Our behavior in personal arena is driven by our background, our beliefs and the surrounding environment. So is the Organization behavior.
Why is Culture important?
A Great Culture-
- Attracts finest talent
- Promotes innovation
- Inspires a bias for flawless execution
In short, it guarantees long term success. Isn’t it a magical place to be? A Bad Culture is even more incredible. It can obliterate organizations – big and small!
For me culture is omnipresent. I feel it in various aspects of an organization – decision making, project execution, customer service, cross functional collaboration, employee recognition, office space layout, talent pool. Let us take a simple example of something we do every single day at office – Meetings. Apart from familiarity, the reason I pick this is that it offers a glimpse of various facets of organization culture. Take a minute to answer the following simple questions of the meetings you attend every day.
- Do you clearly define a meeting agenda?
- Is the agenda communicated to all participants?
- Does everyone come prepared?
- Does the meeting start and end on time?
- Do you feel motivated to ask questions and share your ideas?
- Is there a moderator to steer discussions around the core agenda?
- Are the meeting minutes captured with clearly defined next steps and ownership?
We can’t quantify Organization culture. But questions like these will help us with fair qualitative assessment. I will let you visualize – How does it feel to be part of an organization which has razor Focus, relishes Questions and uncompromising Accountability, appreciates talent Diversity versus one which does not?
We are what we do repeatedly. It is hard to change our values, our behavior and hence our style of working. Then, how can we be genuinely caring towards our customer when we are chronically chaotic internally? No strategy, however well-thought, can survive a bad culture. Resulting in back-breaking results– lost revenue opportunities, losing invaluable employees and shareholder value etc.
I have seen organizations badly struggle to change the culture after reaching a certain size. Short term ‘tsunamis’ take a toll on organizations– quarterly results, raising capital, attrition etc. Thus, creating a fertile ground for focus-on-culture to take a back seat. There has to be a really good reason to care, to commit and to act. Based on my experience, I am suggesting few ideas to nourish an inspiring culture. I am sure there will be many more.
- Start with WHY – Clearly explain ‘Why’ a renewed focus on ‘Culture’ is paramount. Illustrate it with examples which people playing different job roles can easily understand.

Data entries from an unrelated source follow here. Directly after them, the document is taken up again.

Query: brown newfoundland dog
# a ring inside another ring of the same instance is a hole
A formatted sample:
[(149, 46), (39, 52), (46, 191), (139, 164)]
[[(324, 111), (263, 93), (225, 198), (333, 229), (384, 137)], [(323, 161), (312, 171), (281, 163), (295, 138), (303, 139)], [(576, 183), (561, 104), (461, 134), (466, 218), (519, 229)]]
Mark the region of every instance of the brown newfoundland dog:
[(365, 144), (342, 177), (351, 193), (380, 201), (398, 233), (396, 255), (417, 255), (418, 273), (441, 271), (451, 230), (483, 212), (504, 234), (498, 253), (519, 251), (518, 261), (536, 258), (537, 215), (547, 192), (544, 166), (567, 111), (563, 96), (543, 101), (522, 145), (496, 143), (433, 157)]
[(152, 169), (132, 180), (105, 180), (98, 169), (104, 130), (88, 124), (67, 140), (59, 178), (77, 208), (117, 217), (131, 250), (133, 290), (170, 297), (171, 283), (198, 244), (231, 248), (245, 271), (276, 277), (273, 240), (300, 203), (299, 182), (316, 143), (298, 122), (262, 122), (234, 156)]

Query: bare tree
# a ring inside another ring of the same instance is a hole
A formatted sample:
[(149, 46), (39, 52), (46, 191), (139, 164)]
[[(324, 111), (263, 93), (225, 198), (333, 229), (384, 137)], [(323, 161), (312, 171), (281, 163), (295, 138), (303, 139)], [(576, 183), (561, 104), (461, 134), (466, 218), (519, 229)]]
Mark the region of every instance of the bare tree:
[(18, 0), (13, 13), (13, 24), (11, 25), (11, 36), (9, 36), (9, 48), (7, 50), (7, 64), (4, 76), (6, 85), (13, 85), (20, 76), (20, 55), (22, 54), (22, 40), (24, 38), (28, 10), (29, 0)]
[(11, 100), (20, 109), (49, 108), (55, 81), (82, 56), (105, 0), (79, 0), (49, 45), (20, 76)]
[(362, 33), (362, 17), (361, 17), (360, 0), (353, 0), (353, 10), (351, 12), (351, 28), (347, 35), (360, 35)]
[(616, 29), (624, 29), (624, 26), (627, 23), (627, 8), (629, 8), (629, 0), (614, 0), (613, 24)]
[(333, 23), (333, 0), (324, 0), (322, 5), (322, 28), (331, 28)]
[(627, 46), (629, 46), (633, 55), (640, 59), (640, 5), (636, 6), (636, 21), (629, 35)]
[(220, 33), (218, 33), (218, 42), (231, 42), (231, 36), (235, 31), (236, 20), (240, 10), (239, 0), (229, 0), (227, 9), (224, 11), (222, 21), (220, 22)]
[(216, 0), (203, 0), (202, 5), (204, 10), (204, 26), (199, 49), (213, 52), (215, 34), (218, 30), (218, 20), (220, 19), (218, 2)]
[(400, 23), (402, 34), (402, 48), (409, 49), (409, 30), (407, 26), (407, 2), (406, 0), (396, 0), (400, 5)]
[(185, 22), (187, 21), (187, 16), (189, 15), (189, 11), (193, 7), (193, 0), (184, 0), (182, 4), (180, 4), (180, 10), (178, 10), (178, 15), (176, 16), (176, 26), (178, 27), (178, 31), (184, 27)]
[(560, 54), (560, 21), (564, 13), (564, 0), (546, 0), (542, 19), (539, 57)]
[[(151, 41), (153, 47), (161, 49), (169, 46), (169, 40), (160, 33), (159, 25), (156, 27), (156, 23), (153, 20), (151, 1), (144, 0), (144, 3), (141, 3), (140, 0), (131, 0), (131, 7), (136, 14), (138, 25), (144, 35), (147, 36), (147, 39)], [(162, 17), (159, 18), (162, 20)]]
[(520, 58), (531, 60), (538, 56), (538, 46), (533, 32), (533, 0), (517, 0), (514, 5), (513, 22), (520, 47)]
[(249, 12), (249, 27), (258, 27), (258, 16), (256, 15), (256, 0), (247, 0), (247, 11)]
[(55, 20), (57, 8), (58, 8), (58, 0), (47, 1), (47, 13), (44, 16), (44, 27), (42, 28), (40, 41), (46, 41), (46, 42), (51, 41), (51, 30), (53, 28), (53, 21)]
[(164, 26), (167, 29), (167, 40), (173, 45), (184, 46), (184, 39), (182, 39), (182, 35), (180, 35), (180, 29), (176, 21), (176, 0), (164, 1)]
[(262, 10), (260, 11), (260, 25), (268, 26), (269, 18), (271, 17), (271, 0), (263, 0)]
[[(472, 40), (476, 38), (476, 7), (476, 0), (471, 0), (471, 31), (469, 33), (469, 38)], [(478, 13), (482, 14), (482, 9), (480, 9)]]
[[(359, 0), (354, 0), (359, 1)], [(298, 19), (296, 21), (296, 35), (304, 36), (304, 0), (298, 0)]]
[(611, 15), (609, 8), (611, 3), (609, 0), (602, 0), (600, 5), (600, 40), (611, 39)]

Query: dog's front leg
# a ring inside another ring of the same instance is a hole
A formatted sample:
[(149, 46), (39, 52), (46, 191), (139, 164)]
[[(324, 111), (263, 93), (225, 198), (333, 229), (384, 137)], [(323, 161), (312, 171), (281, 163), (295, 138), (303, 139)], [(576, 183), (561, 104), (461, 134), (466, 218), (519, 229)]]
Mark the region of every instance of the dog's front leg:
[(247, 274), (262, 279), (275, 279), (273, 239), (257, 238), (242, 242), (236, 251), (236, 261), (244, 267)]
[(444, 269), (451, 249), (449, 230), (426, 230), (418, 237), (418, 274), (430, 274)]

For example, the impact a customer service engineer can play in going the extra mile to save $$ for customer by fixing the problem in assembly line.
- Senior leadership – They have a critical role to play with a well-defined vision and an executable plan which celebrates small victories. They need to walk the talk and inspire the rest of the organization.
- Build a team of ambassadors – Identify champions who are well respected and have a proven record of being influencers. They will lead the transformation on the ground.
- Lateral hiring – Bring in fresh blood of lateral hires who have right experience and can inspire the desired change. Can get tricky, so need to do this carefully.
- Training– Regularly train the employees. Share motivating stories from inside as well as outside the organization. Encourage a mindset which eliminates the barrier to exchange ideas, collaborate and celebrate.
- Recognition – Appreciate and reward the genuine individual or team contributions. Aim to quantify the impact created by such contributions.
I would love to hear your ideas on bettering organization culture. It can immensely contribute towards the well-being of entire humanity.
Before we finish, take a look at what the celebrated business leader and Intel co-founder Andy Grove says about the great man, Peter Drucker, whose renowned statement intrigued me for long-“Drucker is a hero of mine. He writes and thinks with exquisite clarity – a standout among a bunch of muddled fad mongers.”